With the intention to abandon Kyoto next month, Canada is negotiating in outrageously bad faith here in Durban. Countries should be asking why Canada is sitting at the Kyoto negotiating table with a hardly-secret plan to withdraw from the protocol. They should demand to know Canada’s position, and if they really are planning to let the world down, they should immediately leave the KP negotiations.

Canada has been singled out as a global laggard on climate change in recent years, so this newest and grandest failure is not a surprise. In the midst of dire warnings about climate risk from even the International Energy Agency, Canada’s position is both dangerous and immoral.

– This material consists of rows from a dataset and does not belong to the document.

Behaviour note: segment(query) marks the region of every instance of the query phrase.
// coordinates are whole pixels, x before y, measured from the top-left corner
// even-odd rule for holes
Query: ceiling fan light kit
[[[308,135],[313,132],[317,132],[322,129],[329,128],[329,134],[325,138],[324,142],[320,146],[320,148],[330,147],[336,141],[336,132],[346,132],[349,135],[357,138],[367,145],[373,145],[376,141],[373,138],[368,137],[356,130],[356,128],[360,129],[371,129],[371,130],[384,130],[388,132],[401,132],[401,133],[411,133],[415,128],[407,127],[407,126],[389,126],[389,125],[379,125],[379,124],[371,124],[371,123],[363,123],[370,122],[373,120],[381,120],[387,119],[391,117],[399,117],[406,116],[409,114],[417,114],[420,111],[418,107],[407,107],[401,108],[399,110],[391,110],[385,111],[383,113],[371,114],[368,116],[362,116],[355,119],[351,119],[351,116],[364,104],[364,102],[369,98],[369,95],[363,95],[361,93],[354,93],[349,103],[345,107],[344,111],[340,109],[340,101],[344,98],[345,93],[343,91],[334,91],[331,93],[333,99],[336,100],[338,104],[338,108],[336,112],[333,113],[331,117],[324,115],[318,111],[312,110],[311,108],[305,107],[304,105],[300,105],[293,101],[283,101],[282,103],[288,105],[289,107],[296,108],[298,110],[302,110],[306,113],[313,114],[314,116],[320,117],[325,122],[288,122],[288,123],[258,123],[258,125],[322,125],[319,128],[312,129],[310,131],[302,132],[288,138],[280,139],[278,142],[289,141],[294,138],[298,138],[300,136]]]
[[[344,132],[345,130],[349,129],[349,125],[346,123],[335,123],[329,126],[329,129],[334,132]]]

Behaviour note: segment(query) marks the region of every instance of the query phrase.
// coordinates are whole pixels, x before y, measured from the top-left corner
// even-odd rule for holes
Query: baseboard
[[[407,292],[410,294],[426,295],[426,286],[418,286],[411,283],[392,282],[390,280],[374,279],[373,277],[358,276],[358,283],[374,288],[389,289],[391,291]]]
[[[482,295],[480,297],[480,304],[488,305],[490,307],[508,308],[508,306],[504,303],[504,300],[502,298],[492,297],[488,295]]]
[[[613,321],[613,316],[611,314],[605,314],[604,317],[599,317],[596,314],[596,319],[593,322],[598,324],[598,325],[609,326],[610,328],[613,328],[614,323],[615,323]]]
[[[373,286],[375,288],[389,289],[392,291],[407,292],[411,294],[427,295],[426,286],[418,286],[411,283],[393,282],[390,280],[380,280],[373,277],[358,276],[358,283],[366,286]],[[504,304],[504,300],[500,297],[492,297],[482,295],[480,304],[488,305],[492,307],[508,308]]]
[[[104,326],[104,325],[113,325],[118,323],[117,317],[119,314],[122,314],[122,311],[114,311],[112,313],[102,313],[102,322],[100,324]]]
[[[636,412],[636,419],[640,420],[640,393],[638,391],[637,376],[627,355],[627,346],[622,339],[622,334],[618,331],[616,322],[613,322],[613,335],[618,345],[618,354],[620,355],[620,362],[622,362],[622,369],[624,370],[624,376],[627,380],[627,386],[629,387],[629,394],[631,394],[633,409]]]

Canada is acting on behalf of polluters, not people. It is no secret that Canada’s climate and energy policy is focused on rapidly expanding their tar sands oil production and attempting to kill clean energy policy abroad.

Yesterday, activists around the world protested against Canada’s push to open markets to dirty oil at the expense of the climate. In Canada, Greenpeace activists used LED emergency lights to write “Climate Fail” in huge letters on the lawn of Parliament — a message that is even stronger following yesterday’s revelations.

Demonstrations also took place in capitals including Paris, Berlin, Oslo and Stockholm as well as outside of the Department of Transport in London, protesting the UK’s support for allowing tar sands oil into the EU.

Canada’s plan is a slap in the face to the international community. Canada is isolating itself even more in these talks as a country that not only is refusing to take meaningful action at home, but also one that has lost the trust and respect of the international community here in Durban and around the world.